The outputs of the project are  Comparative data that measure the sustainability of the processes - both socially and ecologically,  Exhibition of work and publications that make visible the process and outcomes to the local community, architects and the built environment sector, and  Final evaluation and plan for possible future development.
Dr Guan Lee has a BSc. in Architecture from McGill University, Montreal, Canada (1997), an Architectural Association (AA) Diploma (1999) and an MSc. Landscape Urbanism (2003), also from the AA, and completed his PhD by Design (2013) at the Bartlett, UCL. He is founder and director of Grymsdyke Farm, a research facility and architecture workshop located in Lacey Green, Buckinghamshire. Grymsdyke Farm’s motivating concept is to establish and explore the value of living/working arrangements that involve intimate engagement with materials and processes of making. Lee’s practice engages in a wide range of design fabrication, digital and analogue. Its aim is to expose, articulate and demonstrate the essential connections between processes of design, making and place.
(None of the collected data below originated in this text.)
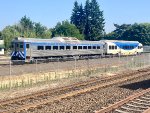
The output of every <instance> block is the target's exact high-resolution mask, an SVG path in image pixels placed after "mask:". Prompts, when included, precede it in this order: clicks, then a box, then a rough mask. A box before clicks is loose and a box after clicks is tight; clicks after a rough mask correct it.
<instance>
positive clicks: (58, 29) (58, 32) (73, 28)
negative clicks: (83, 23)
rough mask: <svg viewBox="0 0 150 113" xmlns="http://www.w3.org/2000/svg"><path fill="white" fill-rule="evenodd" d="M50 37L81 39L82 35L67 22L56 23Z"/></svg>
mask: <svg viewBox="0 0 150 113" xmlns="http://www.w3.org/2000/svg"><path fill="white" fill-rule="evenodd" d="M52 36H53V37H56V36H65V37H76V38H78V39H83V35H81V34H80V32H79V30H78V29H77V27H76V26H75V25H74V24H70V23H69V21H63V22H62V23H60V22H58V23H57V25H56V26H55V28H54V29H53V30H52Z"/></svg>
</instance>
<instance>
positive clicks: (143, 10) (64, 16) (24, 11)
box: [0, 0, 150, 33]
mask: <svg viewBox="0 0 150 113" xmlns="http://www.w3.org/2000/svg"><path fill="white" fill-rule="evenodd" d="M74 1H75V0H1V3H0V30H2V29H3V28H4V27H5V26H7V25H13V24H16V23H18V21H19V20H20V19H21V17H23V16H24V15H26V16H27V17H30V19H31V20H32V21H34V22H40V23H41V24H43V25H45V26H47V27H48V28H52V27H54V26H55V25H56V23H57V22H61V21H63V20H67V19H68V20H69V19H70V16H71V13H72V9H73V4H74ZM77 1H78V2H79V3H82V4H83V5H84V4H85V1H86V0H77ZM97 1H98V3H99V5H100V9H101V10H103V11H104V18H105V22H106V24H105V29H106V32H107V33H108V32H111V31H112V30H114V26H113V23H116V24H124V23H125V24H133V23H135V22H136V23H145V22H150V6H149V5H150V0H97Z"/></svg>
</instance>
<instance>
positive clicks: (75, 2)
mask: <svg viewBox="0 0 150 113" xmlns="http://www.w3.org/2000/svg"><path fill="white" fill-rule="evenodd" d="M71 24H74V25H75V26H76V27H77V28H78V29H79V31H80V33H81V34H83V33H84V26H85V14H84V9H83V6H82V4H81V5H78V2H77V1H75V3H74V9H73V12H72V15H71Z"/></svg>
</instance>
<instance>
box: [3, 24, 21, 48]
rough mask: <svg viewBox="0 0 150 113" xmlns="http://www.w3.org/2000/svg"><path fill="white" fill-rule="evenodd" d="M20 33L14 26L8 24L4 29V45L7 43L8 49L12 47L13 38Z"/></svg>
mask: <svg viewBox="0 0 150 113" xmlns="http://www.w3.org/2000/svg"><path fill="white" fill-rule="evenodd" d="M18 35H19V32H18V31H16V29H15V27H14V26H6V27H5V28H4V29H3V30H2V37H3V39H4V45H5V48H6V50H8V49H9V48H10V45H11V41H12V39H13V38H14V37H16V36H18Z"/></svg>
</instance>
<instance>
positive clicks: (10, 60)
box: [9, 60, 11, 76]
mask: <svg viewBox="0 0 150 113" xmlns="http://www.w3.org/2000/svg"><path fill="white" fill-rule="evenodd" d="M9 75H10V76H11V60H10V61H9Z"/></svg>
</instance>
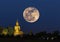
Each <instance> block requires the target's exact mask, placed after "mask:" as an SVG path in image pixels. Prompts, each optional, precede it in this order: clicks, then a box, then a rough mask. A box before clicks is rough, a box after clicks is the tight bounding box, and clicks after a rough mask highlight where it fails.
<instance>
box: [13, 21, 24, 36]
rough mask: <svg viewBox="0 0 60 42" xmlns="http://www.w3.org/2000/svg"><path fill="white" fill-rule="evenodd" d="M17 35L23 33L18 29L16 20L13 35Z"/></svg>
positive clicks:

Dr Eleanor Morgan is an artist and researcher based at the Slade School of Fine Art, UCL. She has significant experience in facilitating successful collaborative research projects using practice-led methods, and carried out much of her doctoral research and training within the UCL Department of Anthropology, with a focus on material culture. Her knowledge and experience of studying the different uses and perception of materials, and how these relate to the processes and communities in which they are used, are vital to the development and evaluation of the project. She has exhibited and presented widely, and details of her art, writing and research projects can be seen on her website at www.eleanormorgan.com.